Esta homenagem coincide com a deterioração da 
Bastilha Sul-Americana minada pela crise de corações 
& balangandãs econômicos onde se mata de tédio o 
poeta & de fome o camponês & sobre os pés femininos 
se calça a bota de chumbo de várias cores gamadas 
com Hitlers de plantão em cada esquina recoberta de 
saúvas & amores escancarados como túmulos onde tuas 
coxas Marquês, servem de amparo delicado para o 
garoto que chupa teu pau enquanto uma mulher ruiva 
te cavalga Assim, anotemos o nome da 
vítima-orgasmos-blasfêmia antes que as araras entrem 
na orgia com seus estimulantes bicos recurvos & um 
estratagema de cipós afague os sóis da desolação 
quotidiana em nível de Paraíso A noite é nossa Cidadão 
Marquês, com esporas de gelatina e pastéis de esperma 
& vinhos raros onde saberemos localizar o tremor a 
sarabanda de cometas o suspiro da carne. 


Poema de Roberto Piva, presente em seu livro Coxas (1979) 
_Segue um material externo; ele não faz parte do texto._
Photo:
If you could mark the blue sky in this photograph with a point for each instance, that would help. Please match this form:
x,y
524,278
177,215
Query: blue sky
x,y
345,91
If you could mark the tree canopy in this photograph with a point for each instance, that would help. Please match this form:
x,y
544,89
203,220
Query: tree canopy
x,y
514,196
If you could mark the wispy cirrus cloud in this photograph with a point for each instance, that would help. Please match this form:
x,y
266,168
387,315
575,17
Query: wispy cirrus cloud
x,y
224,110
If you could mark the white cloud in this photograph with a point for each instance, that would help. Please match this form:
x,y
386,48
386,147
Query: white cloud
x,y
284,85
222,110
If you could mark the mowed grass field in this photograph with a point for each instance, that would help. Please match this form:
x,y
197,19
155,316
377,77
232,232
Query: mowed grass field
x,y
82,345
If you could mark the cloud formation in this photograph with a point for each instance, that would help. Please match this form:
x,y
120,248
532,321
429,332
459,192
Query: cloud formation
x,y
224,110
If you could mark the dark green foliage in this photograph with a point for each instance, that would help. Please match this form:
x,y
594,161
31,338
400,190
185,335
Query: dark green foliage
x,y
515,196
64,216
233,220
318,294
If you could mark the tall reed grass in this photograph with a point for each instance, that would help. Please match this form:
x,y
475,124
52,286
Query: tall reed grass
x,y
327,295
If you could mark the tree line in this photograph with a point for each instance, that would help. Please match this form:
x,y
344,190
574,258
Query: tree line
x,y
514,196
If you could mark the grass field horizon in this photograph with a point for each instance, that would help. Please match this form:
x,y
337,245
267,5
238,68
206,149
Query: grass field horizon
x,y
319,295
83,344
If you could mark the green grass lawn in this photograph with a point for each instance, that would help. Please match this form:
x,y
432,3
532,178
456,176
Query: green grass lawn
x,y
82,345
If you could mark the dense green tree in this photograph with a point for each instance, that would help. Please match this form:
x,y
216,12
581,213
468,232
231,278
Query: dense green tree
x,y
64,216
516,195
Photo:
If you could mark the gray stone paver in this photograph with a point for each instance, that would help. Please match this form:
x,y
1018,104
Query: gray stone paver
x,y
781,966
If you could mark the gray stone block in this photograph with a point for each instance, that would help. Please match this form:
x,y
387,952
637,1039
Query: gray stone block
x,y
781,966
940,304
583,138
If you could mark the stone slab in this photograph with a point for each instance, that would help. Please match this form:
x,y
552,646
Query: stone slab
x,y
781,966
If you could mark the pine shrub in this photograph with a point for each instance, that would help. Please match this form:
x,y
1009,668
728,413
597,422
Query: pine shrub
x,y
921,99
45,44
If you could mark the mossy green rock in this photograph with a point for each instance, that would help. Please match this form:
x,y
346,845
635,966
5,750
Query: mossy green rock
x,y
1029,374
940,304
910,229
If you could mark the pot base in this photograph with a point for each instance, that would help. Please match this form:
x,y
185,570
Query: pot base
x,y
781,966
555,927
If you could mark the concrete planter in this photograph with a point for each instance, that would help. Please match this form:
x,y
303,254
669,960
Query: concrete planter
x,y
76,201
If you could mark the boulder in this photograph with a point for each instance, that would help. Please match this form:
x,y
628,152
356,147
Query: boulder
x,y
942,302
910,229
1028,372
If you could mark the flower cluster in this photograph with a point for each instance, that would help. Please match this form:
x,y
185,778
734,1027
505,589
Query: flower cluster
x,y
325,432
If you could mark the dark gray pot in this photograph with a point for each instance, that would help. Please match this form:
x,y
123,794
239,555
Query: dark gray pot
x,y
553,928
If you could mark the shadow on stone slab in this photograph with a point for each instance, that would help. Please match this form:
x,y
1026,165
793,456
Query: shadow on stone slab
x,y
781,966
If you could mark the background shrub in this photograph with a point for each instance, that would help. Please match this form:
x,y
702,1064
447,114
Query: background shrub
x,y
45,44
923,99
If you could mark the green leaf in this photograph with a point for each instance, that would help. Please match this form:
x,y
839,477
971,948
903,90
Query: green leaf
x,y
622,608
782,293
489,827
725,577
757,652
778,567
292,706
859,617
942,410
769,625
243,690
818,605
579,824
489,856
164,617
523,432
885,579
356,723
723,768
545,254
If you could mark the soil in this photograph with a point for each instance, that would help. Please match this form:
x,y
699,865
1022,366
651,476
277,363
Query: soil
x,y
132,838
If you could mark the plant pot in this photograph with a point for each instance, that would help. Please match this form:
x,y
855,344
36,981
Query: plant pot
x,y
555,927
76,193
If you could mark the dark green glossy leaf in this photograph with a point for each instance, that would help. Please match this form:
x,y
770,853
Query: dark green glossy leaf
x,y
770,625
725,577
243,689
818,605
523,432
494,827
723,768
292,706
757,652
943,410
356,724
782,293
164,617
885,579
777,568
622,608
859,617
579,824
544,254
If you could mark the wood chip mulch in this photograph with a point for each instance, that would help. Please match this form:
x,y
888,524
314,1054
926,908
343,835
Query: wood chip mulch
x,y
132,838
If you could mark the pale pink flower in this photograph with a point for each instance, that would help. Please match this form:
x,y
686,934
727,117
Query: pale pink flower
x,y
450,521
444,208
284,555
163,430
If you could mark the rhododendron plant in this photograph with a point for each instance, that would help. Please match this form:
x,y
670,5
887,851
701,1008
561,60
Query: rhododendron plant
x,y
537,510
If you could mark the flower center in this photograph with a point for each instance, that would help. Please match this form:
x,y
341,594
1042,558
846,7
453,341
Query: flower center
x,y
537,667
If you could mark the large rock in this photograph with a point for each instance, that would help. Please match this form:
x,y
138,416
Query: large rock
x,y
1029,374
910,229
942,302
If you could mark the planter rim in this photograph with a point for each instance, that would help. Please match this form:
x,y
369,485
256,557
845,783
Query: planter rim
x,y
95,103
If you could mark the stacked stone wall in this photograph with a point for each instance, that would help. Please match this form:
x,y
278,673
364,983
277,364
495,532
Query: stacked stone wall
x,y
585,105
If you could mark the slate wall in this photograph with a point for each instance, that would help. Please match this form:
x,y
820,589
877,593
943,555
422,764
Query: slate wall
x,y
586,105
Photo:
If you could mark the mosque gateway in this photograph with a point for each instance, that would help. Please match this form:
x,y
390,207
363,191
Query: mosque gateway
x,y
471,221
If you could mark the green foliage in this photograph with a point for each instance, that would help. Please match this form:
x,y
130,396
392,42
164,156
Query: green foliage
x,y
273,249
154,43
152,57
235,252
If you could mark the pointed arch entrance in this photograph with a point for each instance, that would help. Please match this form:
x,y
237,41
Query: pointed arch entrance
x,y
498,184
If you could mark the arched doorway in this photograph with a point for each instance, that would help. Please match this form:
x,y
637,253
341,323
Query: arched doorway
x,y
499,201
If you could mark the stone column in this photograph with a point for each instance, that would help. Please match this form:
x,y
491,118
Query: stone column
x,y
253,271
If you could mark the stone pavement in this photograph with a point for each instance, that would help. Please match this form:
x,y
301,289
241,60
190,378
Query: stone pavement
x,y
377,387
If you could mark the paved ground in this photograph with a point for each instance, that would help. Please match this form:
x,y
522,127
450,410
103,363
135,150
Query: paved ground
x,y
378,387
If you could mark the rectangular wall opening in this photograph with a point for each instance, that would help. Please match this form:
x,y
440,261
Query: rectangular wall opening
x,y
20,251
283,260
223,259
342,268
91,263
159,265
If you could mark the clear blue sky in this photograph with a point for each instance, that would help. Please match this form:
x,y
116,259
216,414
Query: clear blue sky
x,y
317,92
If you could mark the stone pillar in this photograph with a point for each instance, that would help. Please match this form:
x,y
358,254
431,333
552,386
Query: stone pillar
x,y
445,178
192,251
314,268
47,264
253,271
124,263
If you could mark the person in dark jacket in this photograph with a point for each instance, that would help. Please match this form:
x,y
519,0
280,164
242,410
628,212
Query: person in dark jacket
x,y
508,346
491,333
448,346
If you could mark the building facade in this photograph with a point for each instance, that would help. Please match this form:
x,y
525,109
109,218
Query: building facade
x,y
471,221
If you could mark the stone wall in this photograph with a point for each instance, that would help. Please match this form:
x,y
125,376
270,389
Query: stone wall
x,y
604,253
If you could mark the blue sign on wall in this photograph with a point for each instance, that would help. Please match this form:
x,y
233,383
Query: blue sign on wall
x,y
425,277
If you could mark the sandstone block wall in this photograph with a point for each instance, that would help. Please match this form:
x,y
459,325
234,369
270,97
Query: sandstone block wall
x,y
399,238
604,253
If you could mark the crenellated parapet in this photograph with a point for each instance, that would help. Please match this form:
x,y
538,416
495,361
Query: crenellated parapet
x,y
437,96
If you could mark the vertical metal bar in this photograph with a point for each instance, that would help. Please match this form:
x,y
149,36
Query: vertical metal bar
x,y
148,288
"Homenagem ao Marquês de Sade" 


O Marquês de Sade vai serpenteando menstruado por 
máquinas & outras vísceras 
imperador sobre-humano pedalando a Ursa maior no 
tórax do Oceano 
onde o crocodilo vira o pescoço & acorda a flor louca 
cruzando a mente num suspiro 
é aéreo o intestino acústico onde ele deita com o vasto 
peixe da tristeza violentando os muros de sacarina 
ele se ajoelha na laje cor do Tempo com o grito das 
Minervas em seus olhos 
o grande cu de fogo de artifício incha este espelho de 
adolescentes com uma duna em cada mão 
as feridas vegetais libertam os rochedos de carne 
empilhadas na Catástrofe 
um menino que passava comprimiu o dorso descabelado 
da mãe uivando na janela 
a fragata engraxada nos caminhos da sobrancelha 
calcina 
o chicote de ar do Marquês de Sade 
no queixo das chaminés 
falta ao mundo uma partitura ardente como o hímen 
dos pesadelos 
os edifícios crescem para que eu possa praticar amor 
nos pavimentos 
o Marquês de Sade pôs fogo nos ossos dos pianistas que 
rachavam como batatas 
ele avançava com tesouras afiadas tomando as nuvens de 
assalto 
ele sopra um planador na direção de um corvo agonizante 
ele dilacera & me protege contra o surdo século de 
quedas abstratas


Poema de Roberto Piva, presente em seu livro Piazzas (1964)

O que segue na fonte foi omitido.